Another important aspect of our experts' daily work is the analysis of activities of cybergroups and publication of tools that help to effectively confront attackers. We actively contribute to the global struggle against cybercrime, analyze attackers' tactics and techniques, and share the results of our findings in our blog. Our specialists investigated attacks by such groups as:
- Higaisa (Winnti, APT41). The group became famous for its attacks on computer game developers.
- TaskMasters. The main objective of the group is to steal confidential information belonging to organizations. The attackers attempt to burrow into corporate information systems for extended periods and obtain access to key servers, executive workstations, and business-critical systems.
- Calypso. The group has been active since at least September 2016. The primary goal of the group is theft of confidential data.
- TA505. The group has been active since 2014. During six months in 2019, the group attacked at least 26 companies in 64 countries. Targets: banks, research institutes, energy companies, healthcare, and aviation. The malefactors are drawn towards finance and intellectual property.

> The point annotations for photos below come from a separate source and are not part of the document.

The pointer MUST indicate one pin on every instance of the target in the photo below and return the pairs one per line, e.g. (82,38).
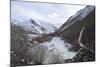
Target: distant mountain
(83,18)
(36,26)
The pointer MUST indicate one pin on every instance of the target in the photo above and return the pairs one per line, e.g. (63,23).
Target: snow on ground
(56,45)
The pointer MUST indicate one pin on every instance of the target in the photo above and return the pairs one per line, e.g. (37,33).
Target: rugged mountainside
(64,37)
(70,30)
(37,27)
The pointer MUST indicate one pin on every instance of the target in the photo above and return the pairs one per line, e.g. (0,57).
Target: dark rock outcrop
(70,30)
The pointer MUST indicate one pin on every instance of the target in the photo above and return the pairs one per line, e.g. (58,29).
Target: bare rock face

During ransomware epidemics (such as NotPetya), our company was among the first ones to share recommendations on how to localize threats and recover systems.
All our expertise is available in public sources and is used as a basis for the development of our security solutions.
Positive Technologies calls upon all information security researchers to follow the principles of responsible disclosure and invites them to take part in the Positive Hack Days 10 international security forum.